Ora na mecânica prática das coisas a primeira é mais tentadora e talvez por isso mais frequente. Assim sucedeu.
Fechemos voltando à História.
Primeiro, para lembrar em que medida o despacho de pronúncia – verdadeiro exame de mérito sobre a suficiência indiciária da acusação – que começou historicamente por beneficiar, ainda nos tempos da Ditadura, de um duplo grau de jurisdição, se tornou hoje, sob a bandeira da Democracia, absolutamente irrecorrível, tornando insindicável a fase preparatória, mesmo quanto a questões de legalidade, o que é um escândalo legal.

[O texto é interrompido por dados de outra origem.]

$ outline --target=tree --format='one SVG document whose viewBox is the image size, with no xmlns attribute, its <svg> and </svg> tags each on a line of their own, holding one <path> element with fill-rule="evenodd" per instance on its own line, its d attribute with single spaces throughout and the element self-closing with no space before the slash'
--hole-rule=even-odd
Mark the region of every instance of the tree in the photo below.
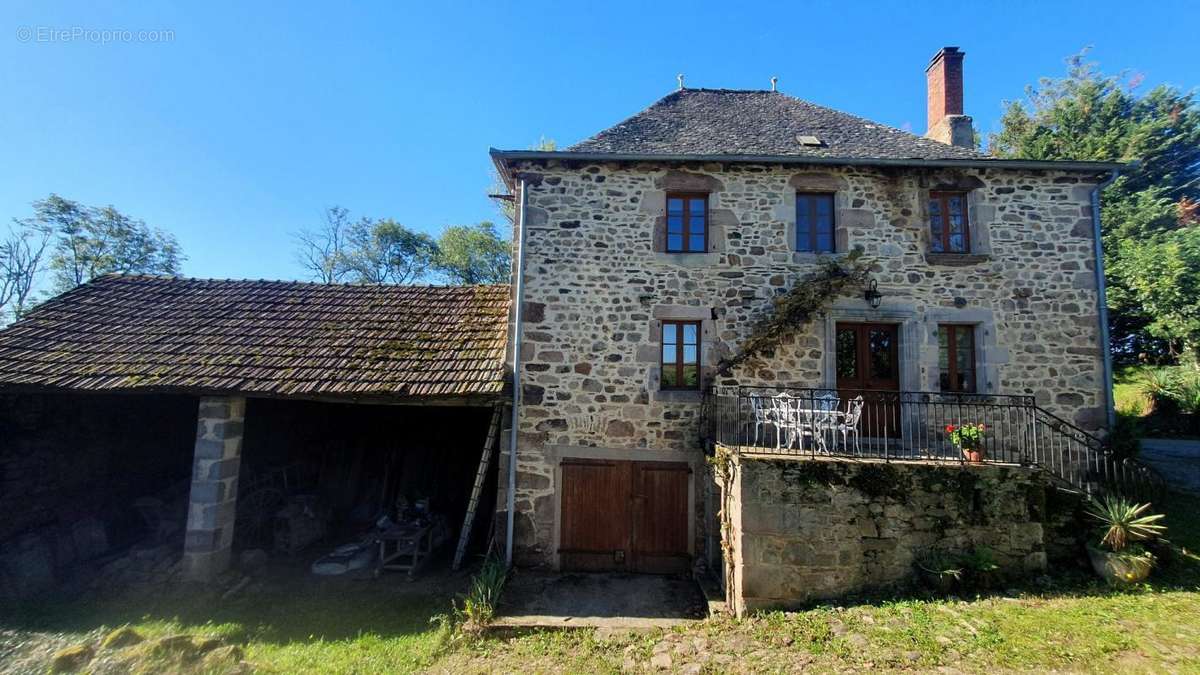
<svg viewBox="0 0 1200 675">
<path fill-rule="evenodd" d="M 347 229 L 342 259 L 357 283 L 406 284 L 422 278 L 436 255 L 433 237 L 388 218 L 363 218 Z"/>
<path fill-rule="evenodd" d="M 1168 309 L 1168 297 L 1200 303 L 1195 286 L 1175 286 L 1197 274 L 1197 261 L 1181 241 L 1190 235 L 1174 234 L 1198 227 L 1200 108 L 1193 94 L 1165 85 L 1139 96 L 1139 78 L 1103 75 L 1085 56 L 1067 60 L 1066 77 L 1043 78 L 1025 101 L 1010 103 L 989 146 L 1009 158 L 1136 162 L 1102 195 L 1112 347 L 1127 359 L 1176 354 L 1191 340 L 1188 322 L 1156 312 Z M 1151 276 L 1135 263 L 1152 260 L 1182 267 Z"/>
<path fill-rule="evenodd" d="M 438 238 L 434 269 L 452 284 L 507 283 L 512 265 L 511 243 L 490 221 L 452 225 Z"/>
<path fill-rule="evenodd" d="M 0 242 L 0 321 L 20 319 L 29 309 L 53 232 L 17 222 Z"/>
<path fill-rule="evenodd" d="M 1115 257 L 1124 301 L 1149 318 L 1145 330 L 1172 356 L 1200 364 L 1200 227 L 1126 239 Z"/>
<path fill-rule="evenodd" d="M 62 293 L 102 274 L 179 274 L 183 253 L 175 237 L 114 206 L 94 208 L 51 194 L 18 221 L 54 239 L 50 270 Z"/>
<path fill-rule="evenodd" d="M 324 222 L 316 229 L 302 229 L 293 235 L 296 240 L 296 260 L 314 279 L 325 284 L 342 281 L 346 269 L 344 249 L 350 229 L 350 212 L 340 206 L 330 206 L 322 214 Z"/>
</svg>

Esquecem os que em nome da eficácia e da celeridade – como se amanuenses fossem de um serviço administrativo – que só há independência judicial havendo sindicabilidade dos actos judiciais, nomeadamente dos actos incertos, típicos das fases embrionárias do processo em que o magistrado autor tem o benefício de consciência de proferir a penúltima palavra.
Em 1939 o único sistema de recurso de mera revogação era o recurso extraordinário de revisão, todos os demais eram de substituição: o tribunal ad quem substituía-se ao tribunal a quo e proferia a decisão que tinha como justa. Só o contencioso administrativo era de mera anulação.
Em 2011, os casos em que o tribunal recorrido vai para além da mera rescisão e arrisca consagrar uma decisão de substituição são, na lógica do sistema, fora dos casos de dosimetria punitiva ou escolha da espécie da pena, excepções.
O recorrente penal avisado já não se ilude quanto ao reexame do caso, tem esperança, isso sim, numa segunda oportunidade que lhe advenha da cassação do decidido. A lógica antiga do contencioso administrativo triunfou sobre as exigências substanciais que deviam ser as da Justiça penal.